The friends met years ago when Walsh started a playgroup for what she called “gender creative kids,” kids like their own who weren’t seeing themselves and their experiences reflected around them.  

Wanting to change that, the two moms decided to focus on the power of stories and have since donated their selection of books to school districts in California and beyond. April 21 marked their biggest delivery to date as they loaded a rented van with 140 bags of books — that’s 2,240 books total — bound for the San Diego Unified School District

“It’s cleaned our shelves,” Feldman said with a laugh.

On the morning of the delivery, she and Walsh met early to stack the totes floor to ceiling. Before closing the van doors, they took in the sight of the stacks and were flooded with emotion.

“It’s incredible,” Walsh said.

It was Walsh who drove the van from Pasadena to San Diego and in her mind, she was carrying more than books. Behind her seat were bags filled with hope, comfort and empathy. Representation matters in all media she says, but when a child watches something on TV or in a movie, they see the actor playing the role. Books are a different story.

“A part of themselves goes into that character, right?” she said. “It’s all living in their imagination.”

The women don’t always get the chance to hand deliver the books, but when they can, they prefer it. They love meeting with librarians and principals and teachers, talking about their favorite titles, shepherding the books into the right hands and explaining how ideally they would like them to be displayed.  

“We don’t need these books to live in an LGBTQ section of the library,” Walsh said. "We don’t need them to only be released only in June during pride month. These are books about the human condition and they belong on all the shelves year round."

Mick Rabin explained how he couldn’t agree more. As SDUSD’s Youth Advocacy Resource teacher, he has long wanted to get these books into classrooms. But purchasing the books at retail price would cost about $400 per set. When he learned Gender Nation could donate a complete set of books to each of the district’s 130 elementary schools, he jumped at the chance.

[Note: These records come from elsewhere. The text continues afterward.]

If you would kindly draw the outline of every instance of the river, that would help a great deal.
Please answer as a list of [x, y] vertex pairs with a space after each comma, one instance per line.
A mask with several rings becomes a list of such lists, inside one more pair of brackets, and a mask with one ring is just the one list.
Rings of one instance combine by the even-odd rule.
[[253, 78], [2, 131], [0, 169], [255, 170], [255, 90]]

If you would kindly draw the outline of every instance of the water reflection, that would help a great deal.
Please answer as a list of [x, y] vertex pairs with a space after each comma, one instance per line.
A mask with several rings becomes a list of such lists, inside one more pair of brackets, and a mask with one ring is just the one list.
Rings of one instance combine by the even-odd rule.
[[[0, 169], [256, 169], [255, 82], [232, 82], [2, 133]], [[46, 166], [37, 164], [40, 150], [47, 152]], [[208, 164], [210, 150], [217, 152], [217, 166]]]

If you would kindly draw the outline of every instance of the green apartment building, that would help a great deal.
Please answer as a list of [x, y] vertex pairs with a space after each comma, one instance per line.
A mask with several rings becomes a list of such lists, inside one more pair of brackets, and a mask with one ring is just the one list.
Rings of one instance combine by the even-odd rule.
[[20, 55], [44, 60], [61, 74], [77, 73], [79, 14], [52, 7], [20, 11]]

“We really want it so that our kids can walk into a school and understand that they are good just the way they are,” Rabin said. 

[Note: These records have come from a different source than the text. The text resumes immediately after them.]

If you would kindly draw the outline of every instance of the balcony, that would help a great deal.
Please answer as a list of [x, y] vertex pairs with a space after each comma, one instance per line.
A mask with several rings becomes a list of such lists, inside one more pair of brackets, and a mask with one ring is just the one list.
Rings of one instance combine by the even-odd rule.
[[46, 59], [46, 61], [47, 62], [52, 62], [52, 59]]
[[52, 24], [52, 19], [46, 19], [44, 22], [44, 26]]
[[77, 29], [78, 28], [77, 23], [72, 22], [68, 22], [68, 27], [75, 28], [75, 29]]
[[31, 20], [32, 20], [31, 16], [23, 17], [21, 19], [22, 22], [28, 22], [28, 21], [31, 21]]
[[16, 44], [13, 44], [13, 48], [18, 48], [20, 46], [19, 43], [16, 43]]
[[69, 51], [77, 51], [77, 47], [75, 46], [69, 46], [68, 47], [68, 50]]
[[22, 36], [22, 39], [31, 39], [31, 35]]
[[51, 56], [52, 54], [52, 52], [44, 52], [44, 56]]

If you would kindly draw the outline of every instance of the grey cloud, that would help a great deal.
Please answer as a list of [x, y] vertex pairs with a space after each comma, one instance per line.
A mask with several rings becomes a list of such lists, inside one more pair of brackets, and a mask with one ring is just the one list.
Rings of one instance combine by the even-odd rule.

In the end, it took Walsh and Feldman more than 18 months plus a two hour drive to get their books to San Diego. Looking at the culmination of all that work, they said proud wasn’t the right word to describe what they were feeling.

"Grateful, I would say grateful," said Walsh.

“Hopeful,” Feldman added. “Hopeful that these stories find their ways to the hearts that need them.”

If they’ve learned one thing from these books and from the journeys of their own children, they say it’s that labels don’t matter.  Having the space to safely discover who you are does. And they hope the precious cargo they delivered to SDUSD will provide that space.